San Sebastian: Sigourney Weaver Accepts Donostia Award

Sigourney Weaver_Donostia Award - Getty - H 2016
Getty Images

Sigourney Weaver_Donostia Award - Getty - H 2016

The actress reflects on women's roles, her first-ever film fest and Hillary Clinton.

Sigourney Weaver on Wednesday graced the stage at the 64th San Sebastian International Film Festival to accept the Donostia Award for lifetime achievement, after wowing fans in her walk up the red carpet for the Spanish premiere of her latest work, A Monster Calls, directed by J.A. Bayona.

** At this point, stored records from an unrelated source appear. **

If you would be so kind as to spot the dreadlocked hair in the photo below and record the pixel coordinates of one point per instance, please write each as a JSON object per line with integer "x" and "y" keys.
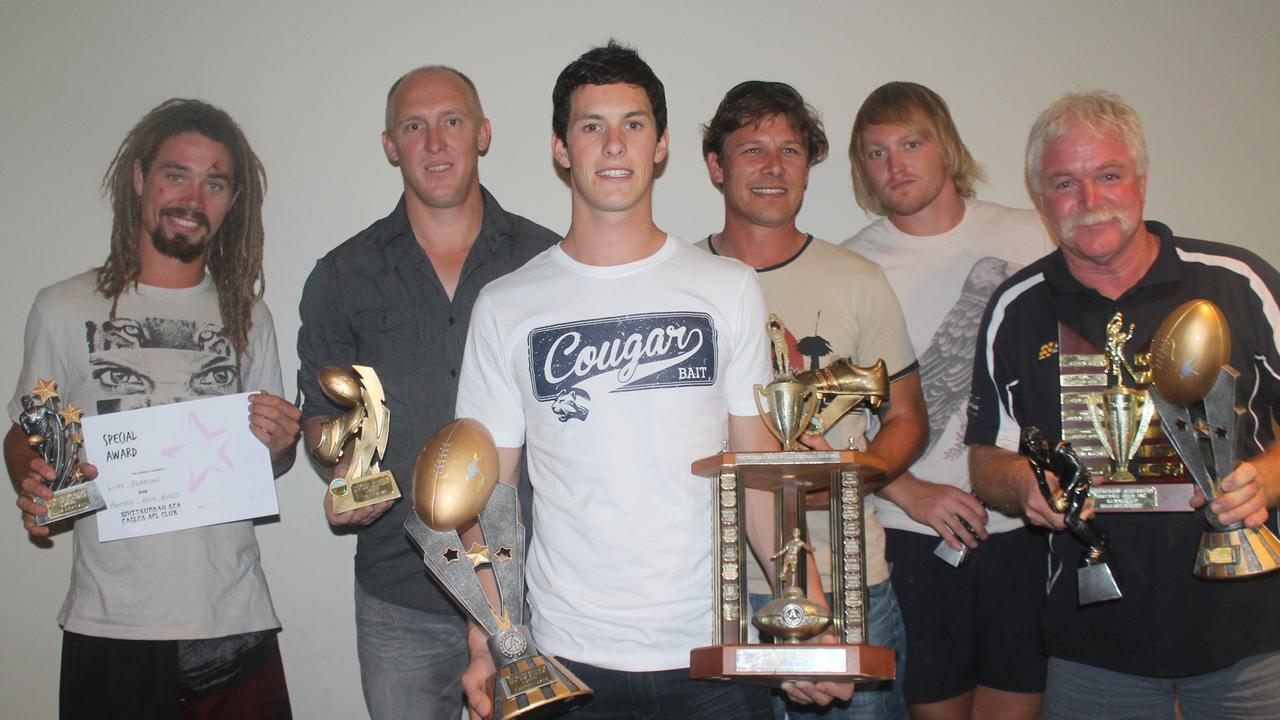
{"x": 234, "y": 256}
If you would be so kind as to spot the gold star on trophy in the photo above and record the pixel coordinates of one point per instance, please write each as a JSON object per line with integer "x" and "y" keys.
{"x": 479, "y": 555}
{"x": 71, "y": 415}
{"x": 45, "y": 390}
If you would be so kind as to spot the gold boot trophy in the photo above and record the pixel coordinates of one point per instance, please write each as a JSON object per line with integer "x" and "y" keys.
{"x": 368, "y": 423}
{"x": 456, "y": 484}
{"x": 1194, "y": 391}
{"x": 794, "y": 402}
{"x": 55, "y": 434}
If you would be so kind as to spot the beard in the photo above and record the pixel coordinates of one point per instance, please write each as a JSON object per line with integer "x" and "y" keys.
{"x": 179, "y": 246}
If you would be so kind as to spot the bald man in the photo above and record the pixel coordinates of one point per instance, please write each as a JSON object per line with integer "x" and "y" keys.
{"x": 397, "y": 297}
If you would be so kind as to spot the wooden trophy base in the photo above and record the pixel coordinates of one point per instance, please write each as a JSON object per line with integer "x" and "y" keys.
{"x": 776, "y": 664}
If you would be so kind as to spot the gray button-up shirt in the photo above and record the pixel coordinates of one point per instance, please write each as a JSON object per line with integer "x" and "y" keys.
{"x": 375, "y": 300}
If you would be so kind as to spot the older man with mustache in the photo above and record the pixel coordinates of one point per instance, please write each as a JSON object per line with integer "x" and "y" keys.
{"x": 1208, "y": 646}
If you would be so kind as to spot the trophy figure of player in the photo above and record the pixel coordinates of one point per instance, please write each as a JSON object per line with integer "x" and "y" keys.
{"x": 366, "y": 425}
{"x": 55, "y": 434}
{"x": 1194, "y": 391}
{"x": 1120, "y": 414}
{"x": 456, "y": 486}
{"x": 794, "y": 402}
{"x": 1093, "y": 578}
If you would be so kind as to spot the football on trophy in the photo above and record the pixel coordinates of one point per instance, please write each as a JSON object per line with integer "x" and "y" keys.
{"x": 339, "y": 386}
{"x": 1191, "y": 345}
{"x": 455, "y": 474}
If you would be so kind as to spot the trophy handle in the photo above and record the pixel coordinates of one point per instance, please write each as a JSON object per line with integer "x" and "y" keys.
{"x": 810, "y": 409}
{"x": 767, "y": 415}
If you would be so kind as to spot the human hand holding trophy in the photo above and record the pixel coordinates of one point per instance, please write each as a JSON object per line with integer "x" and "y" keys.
{"x": 366, "y": 427}
{"x": 456, "y": 486}
{"x": 791, "y": 618}
{"x": 54, "y": 433}
{"x": 1095, "y": 580}
{"x": 1194, "y": 391}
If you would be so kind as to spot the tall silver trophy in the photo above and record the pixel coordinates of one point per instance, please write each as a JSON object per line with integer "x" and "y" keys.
{"x": 456, "y": 484}
{"x": 54, "y": 432}
{"x": 1194, "y": 391}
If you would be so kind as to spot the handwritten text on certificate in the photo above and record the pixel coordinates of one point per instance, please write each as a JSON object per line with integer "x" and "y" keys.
{"x": 176, "y": 466}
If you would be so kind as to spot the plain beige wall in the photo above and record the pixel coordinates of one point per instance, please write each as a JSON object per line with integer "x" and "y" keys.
{"x": 307, "y": 85}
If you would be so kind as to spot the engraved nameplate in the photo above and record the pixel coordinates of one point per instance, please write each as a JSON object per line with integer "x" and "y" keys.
{"x": 1124, "y": 497}
{"x": 790, "y": 660}
{"x": 373, "y": 487}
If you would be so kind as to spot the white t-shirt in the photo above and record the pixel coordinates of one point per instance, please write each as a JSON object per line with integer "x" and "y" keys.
{"x": 616, "y": 379}
{"x": 163, "y": 346}
{"x": 944, "y": 283}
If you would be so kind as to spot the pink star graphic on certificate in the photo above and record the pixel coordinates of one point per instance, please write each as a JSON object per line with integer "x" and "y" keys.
{"x": 214, "y": 459}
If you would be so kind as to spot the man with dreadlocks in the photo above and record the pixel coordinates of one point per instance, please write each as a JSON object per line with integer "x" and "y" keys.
{"x": 177, "y": 623}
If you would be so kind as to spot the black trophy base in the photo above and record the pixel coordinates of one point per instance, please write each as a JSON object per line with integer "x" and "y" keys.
{"x": 776, "y": 664}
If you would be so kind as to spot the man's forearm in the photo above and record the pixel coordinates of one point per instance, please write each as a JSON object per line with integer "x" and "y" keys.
{"x": 999, "y": 477}
{"x": 18, "y": 455}
{"x": 904, "y": 432}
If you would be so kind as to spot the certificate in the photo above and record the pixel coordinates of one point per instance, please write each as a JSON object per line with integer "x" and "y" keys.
{"x": 177, "y": 466}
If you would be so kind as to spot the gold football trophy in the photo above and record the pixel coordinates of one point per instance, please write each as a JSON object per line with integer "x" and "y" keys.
{"x": 366, "y": 424}
{"x": 1194, "y": 390}
{"x": 55, "y": 436}
{"x": 456, "y": 484}
{"x": 791, "y": 618}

“Tonight I am Spanish. It is a great honor for me to receive this award from all of you in a country I love and whose artists I admire so much and to receive it from our director, Bayona, is a great thrill,” Weaver said, after accepting the statuette from the helmer.

Weaver spoke fondly of her first trip to San Sebastian in 1979 with the small sci-fi film Alien and how exciting it was to be as a young girl at her first film festival, watching the complete movie for the first time.

But it was when the actress spoke of women, directors she has worked with and Hillary Clinton — whom she called “President Clinton” — earlier in the day, that she seemed most passionate, even arguing with a journalist who claimed men have better roles than women in Hollywood.

“Men have more roles, but I don’t think they have better roles,” Weaver countered. “I don’t sit around envying Russell Crowe for his roles. Our landscape has changed and I feel that’s reflected in movies. I’m often asked to play roles that traditionally would have gone to men.”

On that note, she added, “It’s exciting in the U.S. now that it looks like we are finally going to have a woman president. It’s overdue. I think a lot of the progress we made is now coming to fruition.”

Asked to speak of the many important filmmakers who have directed her, including such celebrated directors as Peter Weir, Ridley Scott, James Cameron, Ang Lee, Roman Polanski, Woody Allen and David Fincher, Weaver said she was “lucky” to work with so many, but singled out Weir as having “taught me how to adapt to the chaos of film, because I’m from theater.”

The actress said that Bayona, whom she called “Jota,” was “right up there with Fincher.”

“His talent is very unique, but he is his own director," she said. "Very Spanish, filled with passion, confidence and honesty. His connection to the material is instinctive, which is amazing to find that in such a young man. He was definitely the captain of our ship.”

Indeed, Weaver glowed when talking about working not only with Bayona, but in Spain.

“Spain is one of my favorite places to work. In Spain, making movies is still considered a noble effort. Commerce is secondary, although it’s still important, but it’s not everything," she explained. "This is a place where the crew has actually read the script and when you are working you feel them sending energy to you, rooting for the scene to go well.”

A Monster Calls, which was produced by Spain’s Apaches Ent., Telecinco Cinema and Peliculas La Trini, with backing from Focus Features, River Road, Participant Media and Lionsgate, is set for release in the U.S. through Focus on Oct. 14.